7,From: bgrubb@dante.nmsu.edu (GRUBB)\nSubject: ...
8,From: holmes7000@iscsvax.uni.edu\nSubject: WIn...
9,From: kerr@ux1.cso.uiuc.edu (Stan Kerr)\nSubje...
10,From: irwin@cmptrc.lonestar.org (Irwin Arnstei...


In [7]:
# remove first part of email

df['text'] = df['text'].str.split('Lines:').apply(lambda x: x[1])

df

Unnamed: 0,text
1,11\nNNTP-Posting-Host: carson.u.washington.ed...
2,"36\n\nwell folks, my mac plus finally gave up..."
3,14\nDistribution: world\nNNTP-Posting-Host: a...
4,23\n\nFrom article <C5owCB.n3p@world.std.com>...
5,58\n\nIn article <1r1eu1$4t@transfer.stratus....
6,12\n\nThere were a few people who responded t...
7,44\nDistribution: world\nNNTP-Posting-Host: d...
8,10\n\nI have win 3.0 and downloaded several i...
9,29\n\njap10@po.CWRU.Edu (Joseph A. Pellettier...
10,13\n\nI have a line on a Ducati 900GTS 1978 m...


In [8]:
print(df['text'][1])

 11
NNTP-Posting-Host: carson.u.washington.edu

A fair number of brave souls who upgraded their SI clock oscillator have
shared their experiences for this poll.
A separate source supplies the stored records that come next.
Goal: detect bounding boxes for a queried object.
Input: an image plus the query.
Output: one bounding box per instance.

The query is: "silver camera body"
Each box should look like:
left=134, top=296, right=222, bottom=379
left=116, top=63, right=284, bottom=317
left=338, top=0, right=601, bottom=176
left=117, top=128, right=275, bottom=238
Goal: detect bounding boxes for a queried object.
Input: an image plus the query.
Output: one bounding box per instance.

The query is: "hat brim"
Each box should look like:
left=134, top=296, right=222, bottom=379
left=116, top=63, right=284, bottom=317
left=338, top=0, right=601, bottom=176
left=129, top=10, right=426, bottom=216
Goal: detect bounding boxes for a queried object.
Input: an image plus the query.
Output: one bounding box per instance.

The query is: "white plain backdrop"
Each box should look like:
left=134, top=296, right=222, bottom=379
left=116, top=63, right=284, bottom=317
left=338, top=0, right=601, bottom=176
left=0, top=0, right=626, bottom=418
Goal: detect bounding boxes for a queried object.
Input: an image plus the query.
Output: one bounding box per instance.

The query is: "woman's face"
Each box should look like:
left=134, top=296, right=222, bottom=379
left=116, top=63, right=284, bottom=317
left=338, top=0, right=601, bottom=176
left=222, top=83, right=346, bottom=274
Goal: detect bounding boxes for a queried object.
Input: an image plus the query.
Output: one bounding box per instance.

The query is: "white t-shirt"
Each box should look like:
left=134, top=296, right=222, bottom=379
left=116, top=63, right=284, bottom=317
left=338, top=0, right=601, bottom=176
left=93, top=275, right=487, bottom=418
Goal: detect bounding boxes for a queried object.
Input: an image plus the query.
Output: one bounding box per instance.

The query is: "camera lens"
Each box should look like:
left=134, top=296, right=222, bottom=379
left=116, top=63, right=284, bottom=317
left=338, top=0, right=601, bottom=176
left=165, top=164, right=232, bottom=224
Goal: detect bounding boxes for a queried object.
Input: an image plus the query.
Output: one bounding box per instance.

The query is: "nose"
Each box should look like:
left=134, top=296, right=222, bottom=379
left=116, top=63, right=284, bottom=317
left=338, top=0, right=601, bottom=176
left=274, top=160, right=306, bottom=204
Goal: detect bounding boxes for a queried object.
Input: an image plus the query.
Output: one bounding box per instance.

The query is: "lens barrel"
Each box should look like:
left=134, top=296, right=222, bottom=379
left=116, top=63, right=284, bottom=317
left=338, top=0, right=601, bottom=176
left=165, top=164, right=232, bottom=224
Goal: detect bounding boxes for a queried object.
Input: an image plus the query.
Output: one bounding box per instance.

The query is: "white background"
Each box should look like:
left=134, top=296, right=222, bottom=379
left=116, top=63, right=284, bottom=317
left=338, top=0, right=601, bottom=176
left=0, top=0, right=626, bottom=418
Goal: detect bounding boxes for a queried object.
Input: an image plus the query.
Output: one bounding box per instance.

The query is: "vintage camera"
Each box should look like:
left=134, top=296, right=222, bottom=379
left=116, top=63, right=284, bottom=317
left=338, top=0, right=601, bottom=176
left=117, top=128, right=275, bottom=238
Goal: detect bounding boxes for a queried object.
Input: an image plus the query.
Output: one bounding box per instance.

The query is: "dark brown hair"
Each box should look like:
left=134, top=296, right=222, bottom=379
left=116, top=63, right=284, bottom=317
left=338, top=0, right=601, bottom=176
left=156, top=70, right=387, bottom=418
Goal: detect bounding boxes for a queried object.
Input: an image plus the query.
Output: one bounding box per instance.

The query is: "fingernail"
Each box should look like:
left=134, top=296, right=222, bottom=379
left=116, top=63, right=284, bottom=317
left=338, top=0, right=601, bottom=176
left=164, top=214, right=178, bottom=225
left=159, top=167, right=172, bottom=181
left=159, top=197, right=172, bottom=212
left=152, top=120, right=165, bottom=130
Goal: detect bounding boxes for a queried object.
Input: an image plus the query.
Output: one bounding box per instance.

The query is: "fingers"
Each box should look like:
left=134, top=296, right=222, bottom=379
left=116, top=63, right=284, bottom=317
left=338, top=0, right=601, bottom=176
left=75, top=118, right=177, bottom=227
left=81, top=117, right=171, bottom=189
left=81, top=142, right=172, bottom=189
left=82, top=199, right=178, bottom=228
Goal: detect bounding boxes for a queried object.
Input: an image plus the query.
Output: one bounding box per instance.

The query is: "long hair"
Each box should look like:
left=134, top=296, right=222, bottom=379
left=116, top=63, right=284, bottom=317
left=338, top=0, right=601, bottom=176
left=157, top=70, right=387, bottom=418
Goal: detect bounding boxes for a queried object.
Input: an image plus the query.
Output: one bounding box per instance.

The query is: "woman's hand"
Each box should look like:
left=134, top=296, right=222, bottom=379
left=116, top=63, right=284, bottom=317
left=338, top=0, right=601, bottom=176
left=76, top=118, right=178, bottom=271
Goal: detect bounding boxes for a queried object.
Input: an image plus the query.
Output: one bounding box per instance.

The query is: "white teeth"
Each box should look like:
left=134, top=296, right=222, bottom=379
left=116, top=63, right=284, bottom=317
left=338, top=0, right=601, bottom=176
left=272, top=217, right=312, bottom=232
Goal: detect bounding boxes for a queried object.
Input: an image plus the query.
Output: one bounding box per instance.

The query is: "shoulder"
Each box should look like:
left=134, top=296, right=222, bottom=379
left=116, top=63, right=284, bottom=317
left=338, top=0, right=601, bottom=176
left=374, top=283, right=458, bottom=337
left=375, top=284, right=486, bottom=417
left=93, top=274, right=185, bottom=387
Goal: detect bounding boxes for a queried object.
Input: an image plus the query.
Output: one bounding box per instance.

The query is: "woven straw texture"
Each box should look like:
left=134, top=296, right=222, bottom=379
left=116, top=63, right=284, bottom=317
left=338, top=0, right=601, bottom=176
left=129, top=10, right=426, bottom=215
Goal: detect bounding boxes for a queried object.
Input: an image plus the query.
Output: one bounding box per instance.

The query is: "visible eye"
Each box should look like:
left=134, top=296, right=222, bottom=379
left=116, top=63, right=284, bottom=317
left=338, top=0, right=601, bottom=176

Please send a brief message detailing
your experiences with the procedure. Top speed attained, CPU rated speed,
add on cards and adapters, heat sinks, hour of usage per day, floppy disk
functionality with 800 and 1.4 m floppies are especially requested.

I will be summarizing in the next two days, so please add to the network
knowledge base if you have done the clock upgrade and haven't answered this
poll. Thanks.

Guy Kuo <guykuo@u.washington.edu>



In [9]:
df['num_sent'] = df['text'].apply(sent_tokenize).apply(len)

df

Unnamed: 0,text,num_sent
1,11\nNNTP-Posting-Host: carson.u.washington.ed...,6
2,"36\n\nwell folks, my mac plus finally gave up...",9
3,14\nDistribution: world\nNNTP-Posting-Host: a...,7
4,23\n\nFrom article <C5owCB.n3p@world.std.com>...,10
5,58\n\nIn article <1r1eu1$4t@transfer.stratus....,21
6,12\n\nThere were a few people who responded t...,8
7,44\nDistribution: world\nNNTP-Posting-Host: d...,15
8,10\n\nI have win 3.0 and downloaded several i...,3
9,29\n\njap10@po.CWRU.Edu (Joseph A. Pellettier...,12
10,13\n\nI have a line on a Ducati 900GTS 1978 m...,11